Roundup is one of the most widely used herbicides, which was introduced by Monsanto in the 1970s. However, concerns have emerged in recent months about the safety of the product have increased over the past year, after the World Health Organization’s International Agency for Research on Cancer (IARC) issued a warning in March about the potential human health side effects of Roundup and other gylsphosate herbicides.
One of the forms of cancer associated with glyphosate by the IARC study is non-Hodgkin’s lymphoma, which is a cancer that attacks the lymphatic system. causing swollen lymph nodes, chest and abdominal pain, respiratory problems, fever, fatigue and weight loss. There are a variety of types of non-Hodgkin’s lymphoma. Some less aggressive and easy to treat, while some forms are extremely aggressive, and can kill in a matter of months without quick diagnosis and treatment.
Monsanto has attempted to dismiss the concerns that Roundup is a human carcinogen, maintaining that the IARC’s conclusions were agenda-driven and based on “junk science.” The manufacturer has said it is convening its own independent panel to review the cancer risks of Roundup.
Consumer use of Roundup began to skyrocket in the mid 1990s, after Monsanto introduced genetically engineered crops to withstand treatment with Roundup, killing the weeds and not the crops. Genetically modified crops, like corn and soybean, are branded as being “Roundup Ready.” Some weeds have developed resistance to glyphosate, thus forcing farmers to use higher quantities of Roundup.
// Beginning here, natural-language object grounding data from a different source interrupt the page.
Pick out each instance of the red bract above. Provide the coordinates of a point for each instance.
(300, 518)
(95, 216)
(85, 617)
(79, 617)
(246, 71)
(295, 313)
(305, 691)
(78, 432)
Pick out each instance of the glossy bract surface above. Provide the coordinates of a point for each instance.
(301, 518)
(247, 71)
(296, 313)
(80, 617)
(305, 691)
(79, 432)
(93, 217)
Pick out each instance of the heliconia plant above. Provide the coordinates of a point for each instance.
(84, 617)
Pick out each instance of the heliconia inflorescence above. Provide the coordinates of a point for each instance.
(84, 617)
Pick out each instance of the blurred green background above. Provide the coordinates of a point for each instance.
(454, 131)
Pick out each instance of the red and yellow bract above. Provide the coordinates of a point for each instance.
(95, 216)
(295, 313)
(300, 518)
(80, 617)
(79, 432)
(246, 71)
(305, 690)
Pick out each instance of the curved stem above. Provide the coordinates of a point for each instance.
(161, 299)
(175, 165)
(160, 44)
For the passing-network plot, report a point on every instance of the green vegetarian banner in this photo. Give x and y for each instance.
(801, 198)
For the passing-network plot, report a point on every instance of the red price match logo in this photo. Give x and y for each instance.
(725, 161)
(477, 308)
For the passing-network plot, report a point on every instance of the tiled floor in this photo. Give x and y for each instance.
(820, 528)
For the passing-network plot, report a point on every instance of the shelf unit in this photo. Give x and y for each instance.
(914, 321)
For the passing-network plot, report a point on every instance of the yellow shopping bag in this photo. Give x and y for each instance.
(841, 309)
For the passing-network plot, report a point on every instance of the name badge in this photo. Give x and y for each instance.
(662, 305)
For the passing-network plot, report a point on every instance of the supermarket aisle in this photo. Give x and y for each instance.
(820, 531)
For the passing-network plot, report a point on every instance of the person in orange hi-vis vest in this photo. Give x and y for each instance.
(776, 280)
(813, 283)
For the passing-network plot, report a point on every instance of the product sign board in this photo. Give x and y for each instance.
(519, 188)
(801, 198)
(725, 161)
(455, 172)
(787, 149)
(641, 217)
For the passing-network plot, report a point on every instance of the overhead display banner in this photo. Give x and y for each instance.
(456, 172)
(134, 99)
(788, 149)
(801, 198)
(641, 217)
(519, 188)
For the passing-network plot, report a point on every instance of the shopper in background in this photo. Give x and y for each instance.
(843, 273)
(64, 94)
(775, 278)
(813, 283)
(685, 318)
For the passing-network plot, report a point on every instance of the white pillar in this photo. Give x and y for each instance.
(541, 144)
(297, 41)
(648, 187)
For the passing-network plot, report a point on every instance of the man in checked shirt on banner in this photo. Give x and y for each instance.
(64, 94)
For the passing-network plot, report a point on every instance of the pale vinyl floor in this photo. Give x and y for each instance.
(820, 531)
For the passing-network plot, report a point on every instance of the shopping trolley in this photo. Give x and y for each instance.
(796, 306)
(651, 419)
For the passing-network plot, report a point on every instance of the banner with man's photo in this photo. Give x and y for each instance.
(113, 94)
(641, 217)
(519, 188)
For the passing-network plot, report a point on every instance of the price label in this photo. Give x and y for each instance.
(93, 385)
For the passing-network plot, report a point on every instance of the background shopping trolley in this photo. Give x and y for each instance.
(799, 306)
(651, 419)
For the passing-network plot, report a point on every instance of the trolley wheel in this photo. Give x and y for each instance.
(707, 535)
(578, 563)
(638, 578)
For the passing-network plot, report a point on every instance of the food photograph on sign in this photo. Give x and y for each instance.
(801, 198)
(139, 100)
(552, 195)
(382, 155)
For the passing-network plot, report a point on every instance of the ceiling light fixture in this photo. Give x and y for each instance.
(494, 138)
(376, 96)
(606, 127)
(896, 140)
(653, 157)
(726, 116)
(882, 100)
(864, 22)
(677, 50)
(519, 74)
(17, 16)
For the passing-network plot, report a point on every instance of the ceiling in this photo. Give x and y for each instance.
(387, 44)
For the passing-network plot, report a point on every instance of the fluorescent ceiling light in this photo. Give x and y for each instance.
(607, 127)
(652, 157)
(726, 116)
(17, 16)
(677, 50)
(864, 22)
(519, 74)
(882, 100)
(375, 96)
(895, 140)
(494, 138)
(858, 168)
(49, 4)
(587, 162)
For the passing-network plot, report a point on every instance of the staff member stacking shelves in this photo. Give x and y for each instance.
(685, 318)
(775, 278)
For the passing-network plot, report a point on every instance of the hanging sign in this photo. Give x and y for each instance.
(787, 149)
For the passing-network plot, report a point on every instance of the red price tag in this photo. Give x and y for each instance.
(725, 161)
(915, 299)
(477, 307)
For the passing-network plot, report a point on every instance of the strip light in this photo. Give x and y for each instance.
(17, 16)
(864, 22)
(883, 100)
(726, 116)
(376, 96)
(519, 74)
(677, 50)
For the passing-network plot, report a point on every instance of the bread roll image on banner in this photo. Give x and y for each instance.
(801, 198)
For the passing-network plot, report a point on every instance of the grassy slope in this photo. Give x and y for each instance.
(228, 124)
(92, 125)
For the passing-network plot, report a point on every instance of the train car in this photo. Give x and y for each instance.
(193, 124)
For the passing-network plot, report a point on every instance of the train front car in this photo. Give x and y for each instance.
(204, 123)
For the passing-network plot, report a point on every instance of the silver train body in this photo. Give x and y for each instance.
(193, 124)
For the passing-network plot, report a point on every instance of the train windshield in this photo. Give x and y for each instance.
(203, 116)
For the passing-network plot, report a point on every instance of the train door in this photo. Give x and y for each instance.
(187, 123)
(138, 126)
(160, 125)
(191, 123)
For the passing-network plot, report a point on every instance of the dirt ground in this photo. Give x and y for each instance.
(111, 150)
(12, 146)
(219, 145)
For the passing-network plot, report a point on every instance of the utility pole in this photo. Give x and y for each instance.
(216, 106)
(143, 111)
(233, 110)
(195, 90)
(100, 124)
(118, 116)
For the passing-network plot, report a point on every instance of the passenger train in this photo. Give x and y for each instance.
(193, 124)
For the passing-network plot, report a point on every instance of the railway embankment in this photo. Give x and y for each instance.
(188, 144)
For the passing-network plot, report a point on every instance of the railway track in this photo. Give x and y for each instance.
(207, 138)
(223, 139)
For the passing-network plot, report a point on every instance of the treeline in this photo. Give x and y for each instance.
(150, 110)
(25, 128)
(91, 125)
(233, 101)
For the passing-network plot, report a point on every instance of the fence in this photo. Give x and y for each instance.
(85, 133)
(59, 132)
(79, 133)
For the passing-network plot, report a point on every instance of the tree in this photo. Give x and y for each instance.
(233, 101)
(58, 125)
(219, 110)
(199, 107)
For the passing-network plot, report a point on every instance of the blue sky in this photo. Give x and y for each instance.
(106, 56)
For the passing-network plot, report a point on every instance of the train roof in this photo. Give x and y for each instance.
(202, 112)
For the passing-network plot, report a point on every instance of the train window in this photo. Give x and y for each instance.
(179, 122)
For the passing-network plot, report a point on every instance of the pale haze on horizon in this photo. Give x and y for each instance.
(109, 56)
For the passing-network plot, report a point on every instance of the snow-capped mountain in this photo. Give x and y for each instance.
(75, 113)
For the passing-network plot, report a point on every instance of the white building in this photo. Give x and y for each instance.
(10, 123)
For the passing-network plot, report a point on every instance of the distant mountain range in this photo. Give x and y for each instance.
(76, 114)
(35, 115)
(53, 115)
The U.S. Geological Survey estimated agricultural use of glyphosate increased drastically from 110 million pounds in 2002, now to more than 283 million pounds in 2012.
The U.S. Environmental Protection Agency (EPA) announced in April that it plans to address the safety concerns of glyphosate during the regular EPA safety review hearing occurring soon. Researchers warn pesticides are commonly detected in the air, food and water near areas that have been sprayed.